As your house is overheating, this points to the survey being wrong and your heat pump is oversized and your emitters are oversized
Octopus wanted to install an 8kW unit for my house, saying the 6kW one was not enough. Id already had a professional survey done that showed I could manage on 6kW. I had a long argument with them and finally won to get the 6kW unit. I also had 3 bedroom emitters resized, 2 incorrectly calculated, which I fixed by swapping them between rooms.
Instead of throttling back the oversized radiator, Id try reducing the size of the radiator in the bedroom that’s overheating. You can find charts that show the heat output of a radiator at lower flow temperatures so you can select one with less output. It worked for me in the one bedroom that continuously maxed out at 21C, and now settles at 19C.
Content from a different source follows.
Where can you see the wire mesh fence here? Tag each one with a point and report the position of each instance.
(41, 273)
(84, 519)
@agentgeorge They redid the survey and determined the heat loss was 1kW less than original. This also then identified that most of the radiators were oversized and they redid a radiator schedule. This unfortunately specified a new total heat output 1kW higher than originally and didn’t suggest replacement for one that is supposedly 337% and one 240% more output than is required. I’ve lost faith with them on that side and I’m not convinced the heat loss is right: I wouldn’t be confident they wouldn’t undersize replacements! Notwithstanding, reducing the size of the radiators seems crazy, in general, but maybe not so when it appears the Cosy is limited in its flow temp range. Anyway, I haven’t pushed this because my wife is happy with the temps we achieve and if they did undersize replacements it would be a bigger problem; we seem to get reasonably good COPs (high 3s, and into the 4s; low 3s when it’s been very cold - < 0c. Also, I’m sick of decorating!!
I just want to reduce the temperature in the bedroom and then I’ll be cool with what we have, if you will excuse the pun. Currently, it’s 21.5c so getting better: I’m beginning to think that actually a good chunk of heat is coming from rising air from downstairs being held by 300mm of roof insulation.